I want to receive data from multiple url. You can think, each url is represent one device. I can create flow that starting with getHttp for each device. But this scenario so bad for me. Another option, i can create flow that starting with generateFlowFile(each url defined in this processor), then split, and send this urls to invokeHttp processor. But each url will work in a sequential. So, I can loss data from others when i send request to one url.
What can i do in this case?
Edit: For my use case, firstly, i must receive data from multiple url. Then i will send these data to Kafka after apply some transformations. But I have to get data from almost 50 or more URLs. I need to do this in real time and in a scalable way in a nifi cluster.

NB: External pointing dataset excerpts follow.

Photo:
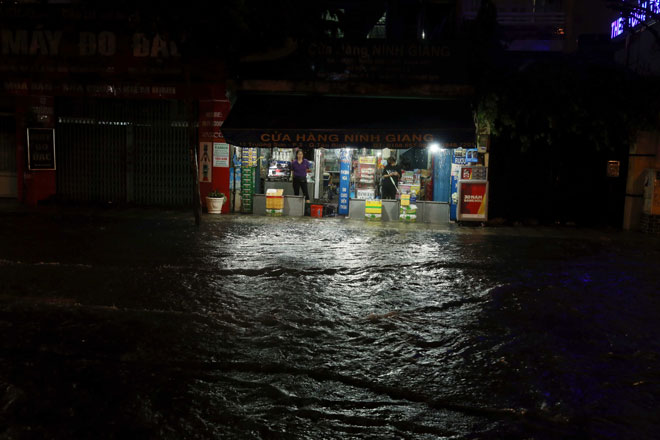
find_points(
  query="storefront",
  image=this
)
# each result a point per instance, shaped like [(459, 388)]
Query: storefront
[(123, 111), (348, 140)]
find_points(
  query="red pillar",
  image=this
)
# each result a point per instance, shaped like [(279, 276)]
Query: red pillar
[(212, 113)]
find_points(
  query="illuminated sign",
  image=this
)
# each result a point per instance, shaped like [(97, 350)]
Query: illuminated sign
[(645, 10), (617, 27)]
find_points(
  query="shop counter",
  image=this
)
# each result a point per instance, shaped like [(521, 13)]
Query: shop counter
[(427, 212), (287, 187), (294, 206), (356, 209), (390, 211)]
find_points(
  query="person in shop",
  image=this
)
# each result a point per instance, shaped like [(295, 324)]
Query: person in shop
[(390, 179), (299, 166)]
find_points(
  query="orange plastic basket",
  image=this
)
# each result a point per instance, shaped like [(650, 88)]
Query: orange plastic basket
[(317, 210)]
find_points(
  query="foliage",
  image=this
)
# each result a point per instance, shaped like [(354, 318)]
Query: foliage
[(546, 103)]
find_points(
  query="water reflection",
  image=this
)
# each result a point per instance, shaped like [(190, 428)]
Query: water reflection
[(281, 328)]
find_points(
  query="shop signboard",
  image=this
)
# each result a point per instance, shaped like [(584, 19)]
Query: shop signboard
[(41, 148), (220, 155), (473, 201), (344, 181), (349, 138)]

Use the same flow as mentioned in the question:
Described Flow in Question:
1.GenerateFlowFile
2.Split Text
3.Extract Text
Then feed the success relationship of ExtractText processor to RemoteProcessorGroup
(to distribute the load across clusted).
Then get the flowfile that are distributed feed them to InvokeHTTP
processor and schedule the processor to run more than one concurrent tasks in Scheduling Tab.
Then use PublishKafkaRecord
processors and define Record Reader/Writer schema, Change the schedule to run more than one concurrent task.
Final Flow:
1.GenerateFlowFile
2.SplitText
3.ExtractText
4.RemoteProcessorGroup (or) ConnectionLoadBalance(Starting NiFi-1.8.0)
5.InvokeHTTP //more than one concurrent task
6.RemoteProcessorGroup (or) ConnectionLoadBalance(Starting NiFi-1.8.0) //optinal
7.PublishKafkaRecord //more than one concurrent task
Try with the above flow and i believe Kafka processors are very scalable, give you good performance as you are expected :)
In addition
Starting from NiFi-1.8 version we don't
need to use RemoteProcessGroup
(to distribute the load) as we can configure Connections(relationships) to distribute the load balancing.
Refer to this and NiFi-5516 links for more details regards to these new additions
in NiFi-1.8 version.